The fourth-year defensive tackle racked up a career-high 12 sacks last season. Ford got to opposing quarterbacks a career-high 13 times in Kansas City last year. Most rated Bosa as the best overall player in last month's draft — not just the best defensive player.

"He's a great player," Buckner recently said on KNBR. "I see why they picked him at No. 2."

Having Ford and Bosa lining up on the edges should take some of the pressure off Buckner and allow him to see more one-on-one matchups.

"[Ford]'s been a really good addition for us, a really good guy around the (defensive line) room, and having in the room," Buckner said. "Just picking his brain on little things, and just bouncing ideas back and forth."

An abundance of wealth at running back


The 49ers added former Atlanta Falcons running back Tevin Coleman this offseason. He joins a room that already includes versatile players Jerick McKinnon and Matt Breida. Any one of those players being named the starter would not be that significant of a shock. It goes to show how much improving the running back depth meant to the 49ers as they prepare for the 2019 season.

Injuries devastated the position last year. McKinnon went down with an ACL injury before the start of the season. Breida's name consistently appeared on injury reports, but he still managed to play in 14 games with 13 starts.

Even special teams ace Raheem Mostert was lost to a forearm injury in November after being forced into action on offense.

Each of those players should be ready for the 2019 season, and if each remains healthy, the 49ers might boast one of the better running back groups in the league.

Identifying who will start opposite Richard Sherman


Veteran cornerback Richard Sherman's first year with the 49ers was injury-riddled.

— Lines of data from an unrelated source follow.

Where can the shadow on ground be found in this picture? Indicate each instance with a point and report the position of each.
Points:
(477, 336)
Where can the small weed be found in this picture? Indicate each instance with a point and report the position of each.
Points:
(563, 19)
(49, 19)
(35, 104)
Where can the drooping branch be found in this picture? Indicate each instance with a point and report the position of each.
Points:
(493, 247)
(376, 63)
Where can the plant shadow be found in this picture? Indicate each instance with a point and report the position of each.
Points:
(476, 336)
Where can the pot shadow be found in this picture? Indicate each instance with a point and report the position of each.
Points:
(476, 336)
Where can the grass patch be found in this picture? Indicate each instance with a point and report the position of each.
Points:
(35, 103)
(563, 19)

First, he was coming off of his rehab from an Achilles injury suffered the year before. Then he had to deal with a significant calf injury.

"I'm much healthier," Sherman recently told the Sacramento Bee. "I was kind of out there on one leg (last year)."

Even playing at about 80 percent by the end of last season, Sherman was clearly the team's best defensive back. He believes the pass defense will benefit significantly from the team's pass rush upgrades.

"We needed guys to hit (the quarterback) in the face," Sherman said. "You need a few of them. Now we have guys that can rotate in and rotate out and put pressure."

The real question is who will start opposite Sherman. Then-second-year cornerback Ahkello Witherspoon opened the year in that role. He struggled at times and, like other defensive backs, ended his season on injured reserve.

The 49ers brought in oft-injured free agent cornerback Jason Verrett. His last healthy season came in 2015 when he earned a trip to the Pro Bowl. That's the Verrett the 49ers hope they got.

Despite coming off of a torn Achilles tendon in 2018, the sixth-year cornerback believes he is progressing well and will be ready for the regular season.

"I'm just excited the 49ers gave me a chance," Verrett recently said on SiriusXM Radio.

Until Verrett has a chance to prove himself, Witherspoon will have to fend off other youngsters like Tarvarius Moore.

The 49ers defense had an NFL-record low two interceptions last season. Neither of them was by a cornerback.